The East End Temple in Manhattan found itself struggling to hold onto its members when it moved recently to a new location.

“New York City itself is competition,” says Bette Levy, the temple’s vice president of programming. “Besides having four temples in a four-block radius, we’re competing against Madison Square Garden, Shea Stadium and the theater.”

To make members feel part of a community, the temple created three separate social groups: one for people in their 20s and 30s, one for empty-nesters and a chevrat nashim, or women’s group, for elderly women living alone.

“Many of them had been founders of the congregation, and as their spouses and friends died there was a sense of isolation,” Levy says. “The rabbi changed, the board changed and they saw their opinions were less important to people. Like an old shoe, they felt pushed aside.”

Today the women in chevrat nashim have become a distinct, recognizable group within the congregation.

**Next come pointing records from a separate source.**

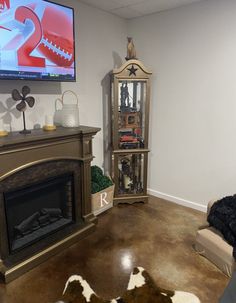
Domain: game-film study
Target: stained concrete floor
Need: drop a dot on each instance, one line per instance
(157, 236)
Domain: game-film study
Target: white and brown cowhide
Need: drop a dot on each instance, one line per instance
(141, 289)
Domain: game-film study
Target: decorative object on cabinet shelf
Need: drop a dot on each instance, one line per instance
(3, 132)
(131, 52)
(49, 125)
(69, 111)
(22, 105)
(102, 189)
(130, 100)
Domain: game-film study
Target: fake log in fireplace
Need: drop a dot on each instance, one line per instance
(45, 196)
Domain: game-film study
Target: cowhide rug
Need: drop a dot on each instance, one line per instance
(141, 289)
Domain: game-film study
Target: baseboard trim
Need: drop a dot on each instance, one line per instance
(177, 200)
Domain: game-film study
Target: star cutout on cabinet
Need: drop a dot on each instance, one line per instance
(132, 70)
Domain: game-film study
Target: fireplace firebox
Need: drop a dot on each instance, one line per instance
(45, 195)
(38, 210)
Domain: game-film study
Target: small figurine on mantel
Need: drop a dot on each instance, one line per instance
(131, 52)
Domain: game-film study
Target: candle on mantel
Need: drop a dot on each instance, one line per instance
(49, 120)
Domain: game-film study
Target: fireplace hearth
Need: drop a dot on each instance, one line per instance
(45, 195)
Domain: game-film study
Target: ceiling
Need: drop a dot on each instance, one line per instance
(129, 9)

“The temple looks to them as honored elders,” Levy says. “They didn’t feel that way before.”

Temple Chaverim in Plainview, N.Y., placed an ad in the local paper showing two birds sitting on an empty nest, and invited parents who originally had joined the synagogue for their children’s sake to “belong for yourself” now that the kids are older.

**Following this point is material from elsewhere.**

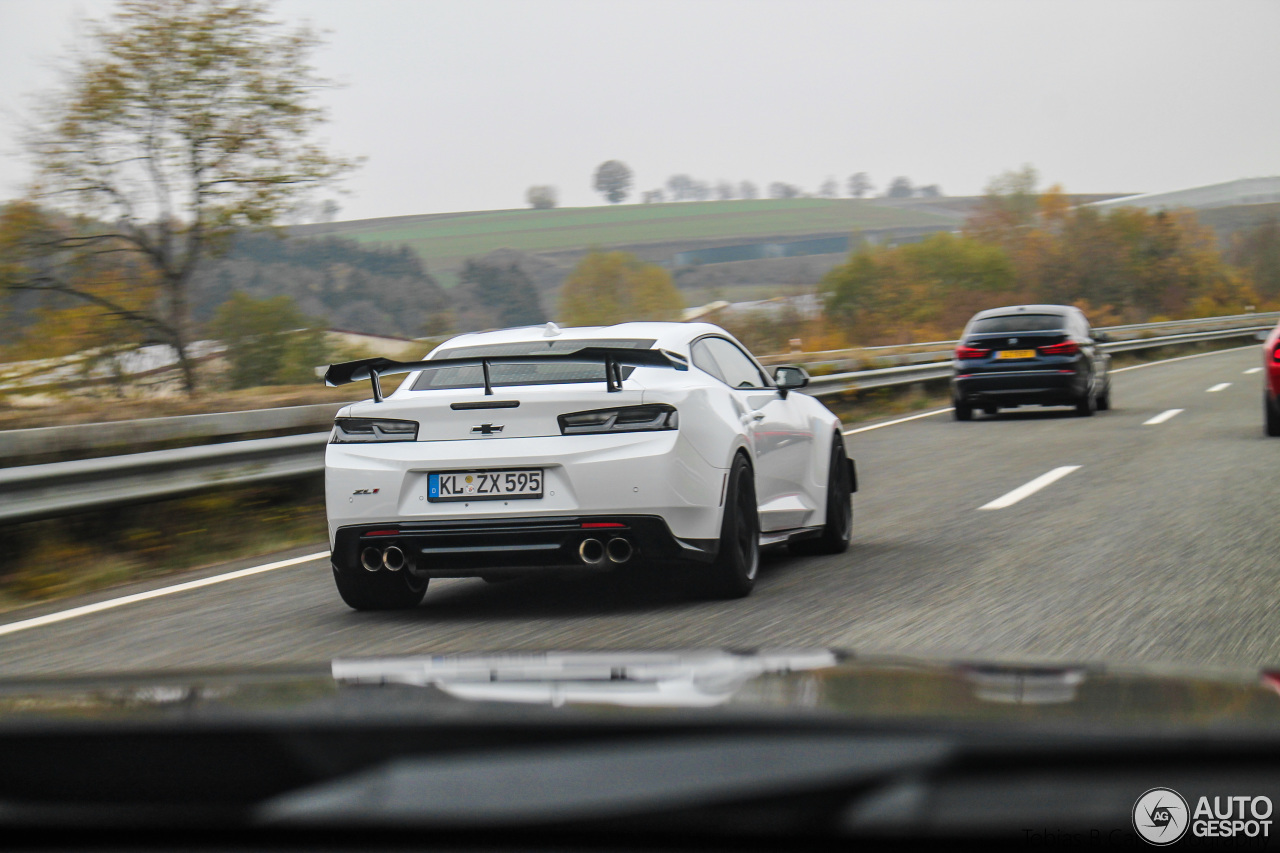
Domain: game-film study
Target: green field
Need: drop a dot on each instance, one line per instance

The temple organized a wine-tasting trip for empty-nesters in September, and the adult education committee is planning a book club and a trip to Washington. These may not be new ideas, but temple administrator Kim Schweitzer says the focus on keeping older adults interested is working.

The synagogue has managed to retain half of its post-bar and bat mitzvah families this year, she says, adding that “we normally lose 75 percent or more.”

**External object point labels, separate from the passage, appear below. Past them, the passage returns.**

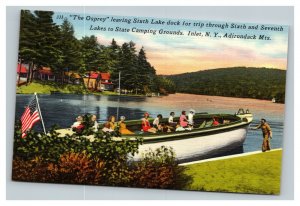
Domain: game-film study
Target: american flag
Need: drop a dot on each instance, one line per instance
(30, 116)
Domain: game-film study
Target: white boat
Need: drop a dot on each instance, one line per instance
(203, 141)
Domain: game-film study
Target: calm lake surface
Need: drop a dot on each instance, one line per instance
(62, 109)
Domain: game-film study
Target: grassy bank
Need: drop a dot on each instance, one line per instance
(47, 87)
(258, 173)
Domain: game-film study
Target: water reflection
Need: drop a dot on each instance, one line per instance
(62, 109)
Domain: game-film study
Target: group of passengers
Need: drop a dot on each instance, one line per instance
(108, 126)
(186, 122)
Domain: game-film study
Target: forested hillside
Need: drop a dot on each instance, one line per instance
(258, 83)
(46, 44)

Two years ago, Community Synagogue in Rye, N.Y. created specific tracks for members at every stage of life, and with funding from a concerned congregant was able to hire a professional to run its senior program.

The result, says Rabbi Daniel Groper, is that the synagogue building is busy throughout the week, with “adults coming into the building during the daytime, learning and socializing.”

Groper says many of his colleagues see the same need for intergenerational programming, but not all of them act on it. Finances are the main obstacle.

“The ones who do are usually the larger congregations,” he notes.

But it’s not just about programs, some rabbis say.

Rabbi Harry Danziger, president of the Central Conference of American Rabbis, the Reform movement’s rabbinic arm, says most of the 1,700 families in his Memphis congregation “stay cradle to grave.”

While that membership longevity “may be partly cultural, being in the South,” he believes it’s also due to a warm, familial atmosphere that is consciously cultivated by synagogue leadership.

Members’ important life moments are acknowledged and celebrated, Danziger says, “to make certain that we are a congregational family. We leave organizations, but we don’t leave family.”

Sometimes just bringing attention to the problem helps. Prosnit tried to organize a weekly discussion group for what he called the “after-car pool crowd” in his Bridgeport congregation, but it never got off the ground; members said they didn’t want it.

Still, Prosnit says that just bringing those people together to talk about their needs helped reintegrate them into synagogue life.

“The fact that we recognized the need and brought people together to talk about it is probably more important than whatever programs we might create,” he says.